Frightened that they would be fired if their superiors found out what they were up to, the gumshoes worked in secret. Even so, their initial discrete inquiries were stonewalled. Arthur Andersen, WorldCom's outside auditor, refused to respond to some of Ms. Cooper's questions and told her that the firm had approved some of the accounting methods she questioned. At another critical juncture in the trio's investigation, Mr. Sullivan, then the company's CFO, asked Ms. Cooper to delay her investigation until the following quarter. She refused.
Ms. Cooper's first inkling that something big was amiss at WorldCom came in March 2002. John Stupka, the head of WorldCom's wireless business, paid her a visit. He was angry because he was about to lose $400 million he had specifically set aside in the third quarter of 2001, according to two people familiar with the meeting. His plan had been to use the money to make up for shortfalls if customers didn't pay their bills, a common occurrence in the wireless business. It was a well-accepted accounting device.

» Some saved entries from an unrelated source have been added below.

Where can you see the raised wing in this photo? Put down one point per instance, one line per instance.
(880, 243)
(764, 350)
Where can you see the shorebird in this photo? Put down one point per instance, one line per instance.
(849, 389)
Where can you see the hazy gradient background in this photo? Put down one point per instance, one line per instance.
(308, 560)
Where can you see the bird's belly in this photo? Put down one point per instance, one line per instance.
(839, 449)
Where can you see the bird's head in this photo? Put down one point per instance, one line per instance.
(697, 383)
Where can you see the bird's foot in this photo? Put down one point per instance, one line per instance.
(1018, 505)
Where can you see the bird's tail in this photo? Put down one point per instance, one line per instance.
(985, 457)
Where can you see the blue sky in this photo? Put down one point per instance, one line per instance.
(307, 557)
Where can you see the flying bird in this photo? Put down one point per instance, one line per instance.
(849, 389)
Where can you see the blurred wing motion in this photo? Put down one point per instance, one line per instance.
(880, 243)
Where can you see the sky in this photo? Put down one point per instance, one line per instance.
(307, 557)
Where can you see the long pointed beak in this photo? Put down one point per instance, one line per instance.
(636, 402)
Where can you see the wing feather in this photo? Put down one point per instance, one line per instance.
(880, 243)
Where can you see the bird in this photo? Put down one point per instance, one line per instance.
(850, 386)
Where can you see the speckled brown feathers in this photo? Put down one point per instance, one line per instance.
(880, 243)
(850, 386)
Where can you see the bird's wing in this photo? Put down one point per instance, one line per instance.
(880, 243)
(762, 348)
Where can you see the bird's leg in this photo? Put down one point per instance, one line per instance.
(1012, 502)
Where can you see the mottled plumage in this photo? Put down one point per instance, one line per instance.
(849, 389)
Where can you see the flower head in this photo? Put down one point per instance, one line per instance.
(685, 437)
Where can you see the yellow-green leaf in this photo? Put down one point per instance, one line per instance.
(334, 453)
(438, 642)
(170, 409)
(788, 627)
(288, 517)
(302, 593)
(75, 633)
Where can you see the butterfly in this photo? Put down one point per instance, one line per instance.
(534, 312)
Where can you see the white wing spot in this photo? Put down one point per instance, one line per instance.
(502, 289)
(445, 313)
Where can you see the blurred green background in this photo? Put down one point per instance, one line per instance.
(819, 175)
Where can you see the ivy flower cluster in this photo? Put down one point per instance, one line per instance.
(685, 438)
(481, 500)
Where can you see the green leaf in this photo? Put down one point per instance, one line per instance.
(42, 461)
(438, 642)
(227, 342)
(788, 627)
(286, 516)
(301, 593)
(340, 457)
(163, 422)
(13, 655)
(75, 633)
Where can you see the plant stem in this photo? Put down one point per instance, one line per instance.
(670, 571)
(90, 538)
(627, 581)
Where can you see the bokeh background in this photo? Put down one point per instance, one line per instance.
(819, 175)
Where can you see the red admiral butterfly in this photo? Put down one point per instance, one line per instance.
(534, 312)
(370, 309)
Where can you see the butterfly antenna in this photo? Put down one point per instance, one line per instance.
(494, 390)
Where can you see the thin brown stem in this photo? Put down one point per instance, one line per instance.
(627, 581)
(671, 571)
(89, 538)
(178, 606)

But Mr. Sullivan decided instead to take the $400 million away from Mr. Stupka's division and use it to boost WorldCom's income. Mr. Stupka was unhappy because without the money, his unit would likely have to report a large loss in the next quarter.
Mr. Stupka's group already had complained to two Arthur Andersen auditors, Melvin Dick and Kenny Avery. They had sided with Mr. Sullivan, according to federal investigators.
But Mr. Stupka and Ms. Cooper thought the decision smelled funny, although not obviously improper. Under accounting rules, if a company knows it is not going to collect on a debt, it has to set up a reserve to cover it in order to avoid reflecting on its books too high a value for that business. That was exactly what Mr. Stupka had done. Mr. Stupka declined to comment.
Ms. Cooper decided to raise the issue again with Andersen. But when she called the firm, Mr. Avery brushed her off and made it clear that he took orders only from Mr. Sullivan, according to the investigators. Mr. Avery and Mr. Dick declined to comment. Patrick Dorton, a spokesman for Andersen, said his firm thought that the $400 million wireless reserve was not necessary.
"That was like putting a red flag in front of a bull," says Mr. Morse. "She came back to me and said, 'Go dig.' "
Some internal auditors would have left it at that and moved on. After all, both the company's chief financial officer and its outside accountants had signed off on the decision. But that was not Ms. Cooper's style. One favorite pastime among the auditors who reported to her was applying the labels of the Myers-Briggs & Keirsey personality test to their fellow staffers. Ms. Cooper was categorized as an INTJ -- introspective, intuitive, a thinker and judgmental. "INTJs," according to the test criteria, are "natural leaders" and "strong-willed," representing less than 1% of the population.